Applications of Edge Intelligence
Edge intelligence can enhance the performance of various sectors, such as healthcare, augmented reality, industrial automation, network security, autonomous vehicles, and smart homes.
- Healthcare – Edge Intelligence will support real-time analysis and inferencing of crucial data.
- Augmented Reality – The introduction of edge intelligence will enhance computation speed. It will remove the patches in interaction with the virtual environment and improve the user experience.
- Industrial Automation – Edge Intelligence will help provide faster responses to sensor data, which will help increase production.
- Retail Automation – Faster processing using edge intelligence will decrease latency in payment options or transactions. It will prove to be a revolution in retail automation.
- Smart Homes – With smart home automation, major issues arise because of the delay in decision-making. Moreover, introducing edge intelligence in smart homes will decrease data processing time and provide faster decision-making.
- Autonomous Vehicles – The real-time processing of environmental conditions data will help reduce the chances of accidents and increase precision in autonomous vehicles, which will be more secure.
- Live Gaming – Edge Intelligence will reduce latency in live gaming and take the experience to a whole new level.
- Network Security – The introduction of edge intelligence in the network will provide security to edge devices and data stored in cloud networks. There will be faster and better security solutions in case of any threat or attack.
Startups and Companies Leading the Way in Edge AI
- Databricks: Established in 2013, our company offers a comprehensive analytics platform that combines various data sources into a unified system.
- The Not Company: Founded in the year 2020, an artificial intelligence model was developed to create plant-based alternatives to meat-based recipes.
- Gridware: A startup’s primary objective is to develop hardware and software solutions that effectively mitigate and identify potential causes of wildfires.
- Axelera AI: In 2019, Metis AI platform was established to offer AI solutions at the edge.
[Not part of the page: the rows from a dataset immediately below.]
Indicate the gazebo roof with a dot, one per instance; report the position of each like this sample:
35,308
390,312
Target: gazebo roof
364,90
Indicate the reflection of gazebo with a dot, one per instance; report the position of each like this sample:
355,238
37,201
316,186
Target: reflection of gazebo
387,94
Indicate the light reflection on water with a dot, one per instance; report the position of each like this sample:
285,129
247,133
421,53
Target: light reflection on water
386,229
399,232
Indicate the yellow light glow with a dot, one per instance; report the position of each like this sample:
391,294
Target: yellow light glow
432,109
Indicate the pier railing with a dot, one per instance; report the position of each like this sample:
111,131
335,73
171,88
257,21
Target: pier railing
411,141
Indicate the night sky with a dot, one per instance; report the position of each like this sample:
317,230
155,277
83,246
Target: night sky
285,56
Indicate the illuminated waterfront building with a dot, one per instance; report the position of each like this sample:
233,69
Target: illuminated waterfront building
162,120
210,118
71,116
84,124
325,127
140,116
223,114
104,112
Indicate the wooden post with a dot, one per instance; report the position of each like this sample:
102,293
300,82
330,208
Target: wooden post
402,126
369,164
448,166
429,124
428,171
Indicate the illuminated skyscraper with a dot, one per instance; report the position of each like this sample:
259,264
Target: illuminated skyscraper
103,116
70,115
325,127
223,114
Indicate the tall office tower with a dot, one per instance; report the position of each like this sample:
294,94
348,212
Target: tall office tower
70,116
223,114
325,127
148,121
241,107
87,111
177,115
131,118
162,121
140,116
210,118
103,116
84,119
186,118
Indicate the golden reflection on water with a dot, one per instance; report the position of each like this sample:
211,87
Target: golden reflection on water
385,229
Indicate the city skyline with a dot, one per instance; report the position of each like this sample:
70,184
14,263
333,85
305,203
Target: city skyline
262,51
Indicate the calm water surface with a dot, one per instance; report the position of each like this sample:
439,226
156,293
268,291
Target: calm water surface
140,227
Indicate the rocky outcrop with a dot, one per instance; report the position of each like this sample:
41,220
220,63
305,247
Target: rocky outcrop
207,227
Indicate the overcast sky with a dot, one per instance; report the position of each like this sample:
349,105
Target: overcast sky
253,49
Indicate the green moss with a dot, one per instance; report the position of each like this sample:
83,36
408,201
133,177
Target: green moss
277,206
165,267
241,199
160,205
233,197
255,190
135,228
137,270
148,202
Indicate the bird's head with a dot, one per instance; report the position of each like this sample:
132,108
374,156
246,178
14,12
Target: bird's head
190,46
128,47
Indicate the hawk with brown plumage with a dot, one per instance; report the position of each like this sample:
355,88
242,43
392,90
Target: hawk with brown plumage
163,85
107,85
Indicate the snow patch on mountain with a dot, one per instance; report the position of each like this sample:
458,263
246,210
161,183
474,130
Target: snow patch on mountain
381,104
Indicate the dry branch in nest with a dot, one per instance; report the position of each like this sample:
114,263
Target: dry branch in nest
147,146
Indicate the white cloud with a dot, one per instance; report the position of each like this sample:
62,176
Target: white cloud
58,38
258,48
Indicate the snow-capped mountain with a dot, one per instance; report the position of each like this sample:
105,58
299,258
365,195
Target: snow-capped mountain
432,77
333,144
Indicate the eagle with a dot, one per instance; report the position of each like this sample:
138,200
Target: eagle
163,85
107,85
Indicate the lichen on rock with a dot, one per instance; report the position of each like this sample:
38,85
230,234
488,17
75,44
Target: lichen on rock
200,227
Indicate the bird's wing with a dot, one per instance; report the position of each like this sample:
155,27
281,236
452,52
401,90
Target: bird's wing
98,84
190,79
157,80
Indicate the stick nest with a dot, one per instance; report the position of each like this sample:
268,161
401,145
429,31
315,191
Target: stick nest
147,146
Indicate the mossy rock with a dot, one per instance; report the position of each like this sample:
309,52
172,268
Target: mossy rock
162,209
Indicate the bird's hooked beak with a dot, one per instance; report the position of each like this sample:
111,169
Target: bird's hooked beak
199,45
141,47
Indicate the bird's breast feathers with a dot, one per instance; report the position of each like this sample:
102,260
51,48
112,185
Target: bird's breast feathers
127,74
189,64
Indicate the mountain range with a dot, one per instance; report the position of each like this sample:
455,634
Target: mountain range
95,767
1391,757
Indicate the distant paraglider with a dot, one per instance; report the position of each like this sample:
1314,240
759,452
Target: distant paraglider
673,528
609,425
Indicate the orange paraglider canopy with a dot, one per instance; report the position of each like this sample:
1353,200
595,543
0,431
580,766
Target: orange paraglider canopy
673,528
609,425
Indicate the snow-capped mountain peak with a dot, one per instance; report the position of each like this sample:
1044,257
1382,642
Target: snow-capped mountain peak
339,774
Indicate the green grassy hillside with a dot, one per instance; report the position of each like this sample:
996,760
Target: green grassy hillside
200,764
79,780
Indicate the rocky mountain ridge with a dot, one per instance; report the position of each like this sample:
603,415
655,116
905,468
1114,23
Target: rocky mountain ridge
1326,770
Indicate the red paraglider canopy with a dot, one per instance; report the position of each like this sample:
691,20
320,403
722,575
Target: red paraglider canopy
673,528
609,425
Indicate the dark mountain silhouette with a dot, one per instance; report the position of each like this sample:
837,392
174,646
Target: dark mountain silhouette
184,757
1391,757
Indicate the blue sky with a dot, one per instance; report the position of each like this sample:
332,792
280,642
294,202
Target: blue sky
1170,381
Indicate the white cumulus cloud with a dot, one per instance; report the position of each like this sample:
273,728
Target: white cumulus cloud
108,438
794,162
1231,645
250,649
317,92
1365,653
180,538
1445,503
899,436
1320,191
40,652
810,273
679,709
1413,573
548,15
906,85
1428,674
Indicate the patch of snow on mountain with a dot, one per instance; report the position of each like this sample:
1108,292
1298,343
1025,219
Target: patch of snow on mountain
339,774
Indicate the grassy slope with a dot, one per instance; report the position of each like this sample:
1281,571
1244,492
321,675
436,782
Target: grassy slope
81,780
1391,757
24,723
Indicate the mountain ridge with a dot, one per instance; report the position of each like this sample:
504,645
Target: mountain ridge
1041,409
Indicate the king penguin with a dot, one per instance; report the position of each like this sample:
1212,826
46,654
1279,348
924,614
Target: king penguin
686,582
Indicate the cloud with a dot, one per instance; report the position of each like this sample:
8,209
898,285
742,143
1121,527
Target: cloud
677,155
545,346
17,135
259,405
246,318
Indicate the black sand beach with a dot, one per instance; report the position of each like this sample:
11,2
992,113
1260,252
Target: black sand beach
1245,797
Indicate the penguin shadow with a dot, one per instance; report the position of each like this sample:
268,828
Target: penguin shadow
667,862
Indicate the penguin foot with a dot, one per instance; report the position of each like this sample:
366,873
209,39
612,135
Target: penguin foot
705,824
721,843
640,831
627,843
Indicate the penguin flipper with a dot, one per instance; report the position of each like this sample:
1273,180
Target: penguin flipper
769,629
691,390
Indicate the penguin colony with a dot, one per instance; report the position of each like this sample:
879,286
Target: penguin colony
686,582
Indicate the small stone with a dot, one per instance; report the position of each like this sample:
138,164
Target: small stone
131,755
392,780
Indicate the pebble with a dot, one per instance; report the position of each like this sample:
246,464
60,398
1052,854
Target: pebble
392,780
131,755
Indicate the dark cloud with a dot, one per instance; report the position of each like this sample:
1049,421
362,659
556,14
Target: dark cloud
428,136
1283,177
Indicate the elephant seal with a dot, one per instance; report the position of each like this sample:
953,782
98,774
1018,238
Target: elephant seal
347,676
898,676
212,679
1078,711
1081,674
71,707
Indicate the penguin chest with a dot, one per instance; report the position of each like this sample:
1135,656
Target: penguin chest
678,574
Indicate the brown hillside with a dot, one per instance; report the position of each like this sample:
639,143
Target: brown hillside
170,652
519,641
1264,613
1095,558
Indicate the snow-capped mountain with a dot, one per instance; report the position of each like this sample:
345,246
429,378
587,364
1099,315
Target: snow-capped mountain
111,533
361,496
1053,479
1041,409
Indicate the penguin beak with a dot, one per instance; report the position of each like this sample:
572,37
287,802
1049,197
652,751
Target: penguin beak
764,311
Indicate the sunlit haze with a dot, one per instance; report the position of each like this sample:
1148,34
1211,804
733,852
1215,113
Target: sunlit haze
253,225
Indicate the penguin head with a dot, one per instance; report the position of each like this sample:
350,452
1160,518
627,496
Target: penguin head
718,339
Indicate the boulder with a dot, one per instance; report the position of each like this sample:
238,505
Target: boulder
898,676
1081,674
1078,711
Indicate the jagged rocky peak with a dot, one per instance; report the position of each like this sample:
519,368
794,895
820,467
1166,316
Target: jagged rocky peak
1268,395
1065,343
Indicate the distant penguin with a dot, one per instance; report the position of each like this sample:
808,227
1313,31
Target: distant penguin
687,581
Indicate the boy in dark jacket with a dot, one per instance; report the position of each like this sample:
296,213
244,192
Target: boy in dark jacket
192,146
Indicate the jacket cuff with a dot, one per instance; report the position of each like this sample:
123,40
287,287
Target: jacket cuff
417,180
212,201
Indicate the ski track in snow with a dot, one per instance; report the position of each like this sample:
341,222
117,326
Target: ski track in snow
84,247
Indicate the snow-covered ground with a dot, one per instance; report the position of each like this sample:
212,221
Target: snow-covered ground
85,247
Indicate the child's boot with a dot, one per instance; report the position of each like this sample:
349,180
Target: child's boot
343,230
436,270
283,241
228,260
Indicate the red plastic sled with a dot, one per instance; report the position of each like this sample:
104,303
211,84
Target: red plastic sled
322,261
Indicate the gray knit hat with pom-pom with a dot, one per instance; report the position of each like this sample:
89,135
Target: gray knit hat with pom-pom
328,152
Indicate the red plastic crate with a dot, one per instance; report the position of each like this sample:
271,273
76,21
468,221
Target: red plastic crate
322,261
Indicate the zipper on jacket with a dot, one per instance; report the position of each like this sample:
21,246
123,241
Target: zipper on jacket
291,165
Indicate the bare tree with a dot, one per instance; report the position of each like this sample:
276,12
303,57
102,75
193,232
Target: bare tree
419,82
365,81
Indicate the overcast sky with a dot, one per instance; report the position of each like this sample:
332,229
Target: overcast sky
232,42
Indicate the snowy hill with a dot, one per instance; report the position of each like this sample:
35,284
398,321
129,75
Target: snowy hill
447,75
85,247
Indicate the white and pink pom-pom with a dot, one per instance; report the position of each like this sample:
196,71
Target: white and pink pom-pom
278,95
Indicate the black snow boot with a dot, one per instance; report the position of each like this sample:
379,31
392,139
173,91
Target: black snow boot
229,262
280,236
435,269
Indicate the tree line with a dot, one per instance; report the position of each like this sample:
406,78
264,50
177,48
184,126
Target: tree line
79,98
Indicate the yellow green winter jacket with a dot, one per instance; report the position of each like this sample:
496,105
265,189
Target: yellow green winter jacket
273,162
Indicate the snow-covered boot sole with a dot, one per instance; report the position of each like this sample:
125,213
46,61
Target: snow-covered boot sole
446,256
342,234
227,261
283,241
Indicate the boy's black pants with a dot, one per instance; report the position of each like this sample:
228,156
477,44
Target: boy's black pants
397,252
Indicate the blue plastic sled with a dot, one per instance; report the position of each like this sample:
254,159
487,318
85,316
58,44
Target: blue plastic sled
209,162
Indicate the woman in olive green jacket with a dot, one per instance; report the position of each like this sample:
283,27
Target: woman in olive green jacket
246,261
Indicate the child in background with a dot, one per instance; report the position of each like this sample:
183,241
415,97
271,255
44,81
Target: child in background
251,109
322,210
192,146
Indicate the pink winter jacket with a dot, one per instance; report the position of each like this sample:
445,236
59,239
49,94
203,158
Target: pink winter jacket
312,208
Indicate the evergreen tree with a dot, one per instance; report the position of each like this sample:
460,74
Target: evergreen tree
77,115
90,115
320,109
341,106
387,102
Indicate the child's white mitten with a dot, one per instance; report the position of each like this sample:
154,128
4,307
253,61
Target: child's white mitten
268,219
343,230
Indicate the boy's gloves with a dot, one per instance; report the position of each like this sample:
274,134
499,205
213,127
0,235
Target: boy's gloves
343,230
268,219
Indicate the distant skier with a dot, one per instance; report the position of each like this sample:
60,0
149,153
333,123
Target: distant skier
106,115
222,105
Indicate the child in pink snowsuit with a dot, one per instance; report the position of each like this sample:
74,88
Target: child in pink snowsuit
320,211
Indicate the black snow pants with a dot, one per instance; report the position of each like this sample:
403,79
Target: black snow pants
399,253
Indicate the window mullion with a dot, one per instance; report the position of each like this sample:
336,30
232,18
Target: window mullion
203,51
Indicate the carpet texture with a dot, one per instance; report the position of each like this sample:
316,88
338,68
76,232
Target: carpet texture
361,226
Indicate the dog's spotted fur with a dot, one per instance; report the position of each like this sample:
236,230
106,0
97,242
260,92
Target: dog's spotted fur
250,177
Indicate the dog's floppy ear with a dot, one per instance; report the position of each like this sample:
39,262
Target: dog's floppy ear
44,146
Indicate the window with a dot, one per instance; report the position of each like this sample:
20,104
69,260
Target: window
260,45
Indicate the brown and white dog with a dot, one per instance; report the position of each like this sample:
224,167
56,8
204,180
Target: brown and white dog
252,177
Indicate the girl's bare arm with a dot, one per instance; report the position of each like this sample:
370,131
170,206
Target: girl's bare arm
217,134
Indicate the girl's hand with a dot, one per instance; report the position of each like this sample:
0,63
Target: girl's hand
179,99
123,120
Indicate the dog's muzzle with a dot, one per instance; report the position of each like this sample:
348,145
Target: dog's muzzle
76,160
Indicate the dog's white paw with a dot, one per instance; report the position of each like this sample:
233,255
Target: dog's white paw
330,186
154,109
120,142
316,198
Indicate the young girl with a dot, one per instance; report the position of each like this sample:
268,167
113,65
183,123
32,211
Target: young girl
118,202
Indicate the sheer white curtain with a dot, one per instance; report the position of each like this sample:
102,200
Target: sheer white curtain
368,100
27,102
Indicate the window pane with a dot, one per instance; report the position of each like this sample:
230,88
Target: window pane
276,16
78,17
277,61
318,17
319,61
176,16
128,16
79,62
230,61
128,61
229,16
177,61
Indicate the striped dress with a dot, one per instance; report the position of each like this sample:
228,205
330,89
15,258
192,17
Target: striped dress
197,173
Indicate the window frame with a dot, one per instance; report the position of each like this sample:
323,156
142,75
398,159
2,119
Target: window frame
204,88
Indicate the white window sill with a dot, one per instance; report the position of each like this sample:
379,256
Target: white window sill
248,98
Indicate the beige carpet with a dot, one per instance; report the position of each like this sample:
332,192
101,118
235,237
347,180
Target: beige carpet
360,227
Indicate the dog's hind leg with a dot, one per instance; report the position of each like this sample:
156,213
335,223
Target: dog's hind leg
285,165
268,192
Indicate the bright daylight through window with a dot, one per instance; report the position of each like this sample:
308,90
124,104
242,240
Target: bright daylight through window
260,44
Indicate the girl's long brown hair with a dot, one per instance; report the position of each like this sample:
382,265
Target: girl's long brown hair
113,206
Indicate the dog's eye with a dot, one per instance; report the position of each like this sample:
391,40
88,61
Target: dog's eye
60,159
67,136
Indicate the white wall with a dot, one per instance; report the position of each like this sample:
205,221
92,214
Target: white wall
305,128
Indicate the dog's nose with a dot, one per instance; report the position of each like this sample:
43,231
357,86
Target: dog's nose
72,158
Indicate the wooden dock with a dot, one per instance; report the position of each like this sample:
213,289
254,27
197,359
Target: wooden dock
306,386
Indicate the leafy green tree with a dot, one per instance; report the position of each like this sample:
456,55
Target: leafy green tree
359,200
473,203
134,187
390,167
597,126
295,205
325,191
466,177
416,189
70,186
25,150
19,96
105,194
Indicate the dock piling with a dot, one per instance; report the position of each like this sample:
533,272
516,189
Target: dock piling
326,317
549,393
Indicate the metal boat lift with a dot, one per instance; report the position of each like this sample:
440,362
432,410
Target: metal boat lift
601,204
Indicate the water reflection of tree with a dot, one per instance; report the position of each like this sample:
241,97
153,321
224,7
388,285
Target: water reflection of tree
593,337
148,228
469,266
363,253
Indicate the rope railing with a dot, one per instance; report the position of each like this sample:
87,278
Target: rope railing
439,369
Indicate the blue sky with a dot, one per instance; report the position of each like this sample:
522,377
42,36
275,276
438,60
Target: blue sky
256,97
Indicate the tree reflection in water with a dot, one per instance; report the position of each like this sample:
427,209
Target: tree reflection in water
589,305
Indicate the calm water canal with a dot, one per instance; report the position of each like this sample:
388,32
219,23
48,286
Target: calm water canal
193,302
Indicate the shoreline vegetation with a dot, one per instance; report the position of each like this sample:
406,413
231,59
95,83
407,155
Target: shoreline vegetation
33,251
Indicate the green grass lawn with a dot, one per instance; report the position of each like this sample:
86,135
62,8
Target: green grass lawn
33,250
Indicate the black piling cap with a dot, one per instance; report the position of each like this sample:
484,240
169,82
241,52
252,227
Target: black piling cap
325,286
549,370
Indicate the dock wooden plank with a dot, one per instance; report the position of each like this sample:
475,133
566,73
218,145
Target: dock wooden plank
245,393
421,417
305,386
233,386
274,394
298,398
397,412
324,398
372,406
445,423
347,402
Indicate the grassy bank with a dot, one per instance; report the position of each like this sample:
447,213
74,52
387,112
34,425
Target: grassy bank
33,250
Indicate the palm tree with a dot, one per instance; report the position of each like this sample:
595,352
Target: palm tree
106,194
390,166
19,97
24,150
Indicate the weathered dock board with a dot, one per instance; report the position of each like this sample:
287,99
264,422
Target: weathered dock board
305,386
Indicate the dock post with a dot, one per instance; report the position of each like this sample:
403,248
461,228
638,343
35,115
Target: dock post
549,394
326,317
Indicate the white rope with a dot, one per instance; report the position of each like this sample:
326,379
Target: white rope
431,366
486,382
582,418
- Cybereason: Established in 2015, we present a fresh perspective on cybersecurity, providing a novel approach to safeguarding digital assets.
- Accern: A no-code development platform is revolutionizing AI workflows for enterprises, catering to renowned organizations like Allianz, IBM, and Jefferies and expediting their operations.
- Shield AI: Utilizing research and expertise to create state-of-the-art artificial intelligence software and systems.
Conclusion
Edge Intelligence will propel technology companies toward the next generation of connectivity and operational efficiency. The intelligent edge will support large-scale transformational solutions across major industry verticals. For instance, it can change the supply chain into a programmable, responsive, and adaptable digital network. Moreover, it can restructure itself in response to shifting demands and disturbances. Further, AI-enabled drones can be deployed to monitor the risk posed by aging infrastructure or inspect pipelines for defects.
Moreover, addressing several obstacles is essential before the full potential of edge intelligence can be realized. Academic institutions and businesses are also looking for solutions to these problems. Also, the resource constraint can be circumvented by quantizing or pruning neural network models, reducing the memory footprint and hardware power consumption in neural networks. Furthermore, digital twins can be used to realize network edge inference capabilities.